Почистив таким образом перышки, он продолжал:
— Моя близняшка вернулась, старый хрен отлучился ненадолго, и она вела себя ну просто как киска. Я времени не терял и намекнул, что прийти в норму мне поможет небольшая прогулка под луной. Прогулка? — говорит. А почему не купанье? Если бы ты слышал, как она это сказала! Сразу ясно, что от купания до других делишек, поинтереснее, рукой подать. В полночь на условленном месте, у ворот. Ладно, ложатся там в одиннадцать, я сижу, готовый к старту. Выхожу на цыпочках. Все спокойно. К воротам. Минут через пять является. И знаешь, старина, хоть мне и не впервой, но чтоб так, с полоборота… Ну, думаю, операция «Ночное купание» отменяется, приступим к делу. Но она говорит: хочу освежиться.
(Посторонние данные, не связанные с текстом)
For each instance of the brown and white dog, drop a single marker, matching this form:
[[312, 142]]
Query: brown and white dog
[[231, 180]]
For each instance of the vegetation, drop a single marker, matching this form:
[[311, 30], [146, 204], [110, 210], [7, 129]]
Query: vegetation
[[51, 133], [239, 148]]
— Хорошо, что ты не рассказал мне все это перед отъездом. Я бы умер от зависти.
Он покровительственно улыбнулся.
— Спустились к воде. Она: я без купальника, идите первым. То ли стесняется, то ли в кустики захотелось. Ну ладно. Разоблачаюсь. Она — в лес. Я мальчик послушный, отплыл ярдов на пятьдесят, барахтаюсь, жду две минуты, три, четыре, наконец, десять, замерз как цуцик. А ее и в помине нет.
— И одежды твоей тоже?
— Соображаешь, старик. В чем мать родила. Стою на этом чертовом пляже и шепотом ее кличу. — Я расхохотался, и он нехотя улыбнулся углом рта. — Такая вот хохма. Тут до меня доходит. Представляешь, как я рассвирепел? Ждал ее полчаса. Искал. Пусто. Почапал к дому. Чуть ноги не переломал. Прихватил сосновую ветку, причиндалы прикрыть в случае чего.
— Потрясающе.
Я сочувственно кивал, с трудом сдерживая ухмылку.
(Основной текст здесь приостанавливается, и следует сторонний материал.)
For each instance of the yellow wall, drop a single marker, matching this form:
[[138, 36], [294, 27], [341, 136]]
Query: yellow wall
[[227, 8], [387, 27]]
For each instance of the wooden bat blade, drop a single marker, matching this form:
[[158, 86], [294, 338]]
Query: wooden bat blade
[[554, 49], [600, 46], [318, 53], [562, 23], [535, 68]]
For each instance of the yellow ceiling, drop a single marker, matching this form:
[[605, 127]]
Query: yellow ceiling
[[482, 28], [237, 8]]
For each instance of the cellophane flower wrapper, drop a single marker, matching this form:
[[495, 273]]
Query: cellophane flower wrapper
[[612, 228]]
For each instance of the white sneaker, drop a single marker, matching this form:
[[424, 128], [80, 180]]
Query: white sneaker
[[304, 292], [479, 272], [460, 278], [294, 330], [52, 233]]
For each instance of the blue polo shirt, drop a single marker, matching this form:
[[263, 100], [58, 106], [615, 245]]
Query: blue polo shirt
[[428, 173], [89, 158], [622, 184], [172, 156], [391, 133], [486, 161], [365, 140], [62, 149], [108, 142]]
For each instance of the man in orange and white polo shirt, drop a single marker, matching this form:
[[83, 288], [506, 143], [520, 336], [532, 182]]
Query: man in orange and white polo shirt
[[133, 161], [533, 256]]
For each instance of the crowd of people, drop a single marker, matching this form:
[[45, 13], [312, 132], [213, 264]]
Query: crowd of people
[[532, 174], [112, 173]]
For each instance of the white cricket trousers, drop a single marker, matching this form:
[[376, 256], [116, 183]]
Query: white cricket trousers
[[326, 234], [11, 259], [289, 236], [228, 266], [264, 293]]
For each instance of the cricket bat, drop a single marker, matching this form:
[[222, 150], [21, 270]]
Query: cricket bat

— Ворота, дорожка, дом. Заворачиваю за угол. И как ты думаешь, что я там вижу? — Я пожал плечами. — Висельника!
— Шутишь?
— Нет, старина. Это они пошутили. Чучело, конечно. Как на штыковых учениях. Внутри солома. Петля на шее. В моих шмотках. И морда нарисована: Гитлер.
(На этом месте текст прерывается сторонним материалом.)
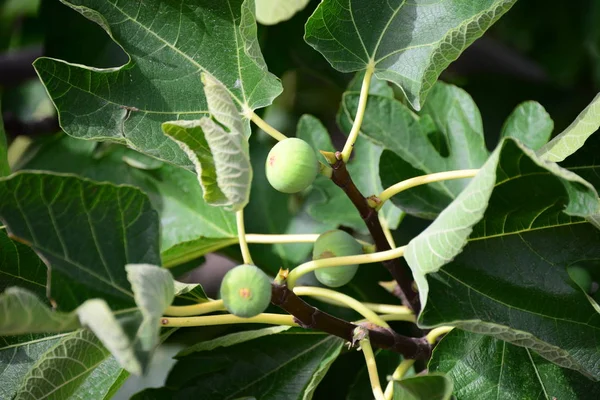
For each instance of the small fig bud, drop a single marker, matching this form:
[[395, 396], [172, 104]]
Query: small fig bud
[[246, 291], [336, 243], [581, 277], [292, 165]]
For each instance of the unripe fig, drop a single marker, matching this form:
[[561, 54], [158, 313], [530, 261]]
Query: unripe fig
[[292, 165], [336, 243], [246, 291], [581, 277]]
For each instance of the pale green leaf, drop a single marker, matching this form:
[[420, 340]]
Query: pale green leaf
[[572, 138], [62, 369], [168, 46], [271, 12], [448, 234], [23, 312], [450, 116], [521, 218], [408, 43], [109, 227], [529, 123], [221, 156]]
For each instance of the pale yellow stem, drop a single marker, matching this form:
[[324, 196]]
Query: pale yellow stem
[[367, 350], [269, 239], [262, 124], [360, 113], [339, 261], [239, 216], [195, 309], [386, 231], [406, 364], [341, 298], [273, 319], [422, 180]]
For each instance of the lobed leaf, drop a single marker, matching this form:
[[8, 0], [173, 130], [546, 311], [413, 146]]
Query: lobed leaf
[[479, 264], [482, 367], [530, 123], [169, 44], [572, 138], [408, 43]]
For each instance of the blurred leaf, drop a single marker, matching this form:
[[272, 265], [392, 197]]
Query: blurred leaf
[[271, 12], [482, 367], [529, 123], [520, 218], [286, 365], [409, 44], [423, 387], [572, 138], [108, 227], [161, 82], [130, 335]]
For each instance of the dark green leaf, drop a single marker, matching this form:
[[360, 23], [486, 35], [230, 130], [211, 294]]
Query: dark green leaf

— Силы небесные. А ты что?
— А что мне оставалось? Отцепил, снял одежду.
— А потом?
— Все. Сбежали. Чистая работа.
— Сбежали?
— На каике. Я слышал шум на берегу. Может, рыбачий. Сумка моя на месте. В целости и сохранности. И я поперся в школу: четыре мили.
— Ты, наверно, был вне себя.
— Психанул слегка. Не без этого.
— Но ты же не мог все это так оставить.
Самодовольная улыбка.
— Правильно. Я сделал просто. Сочинил донесеньице.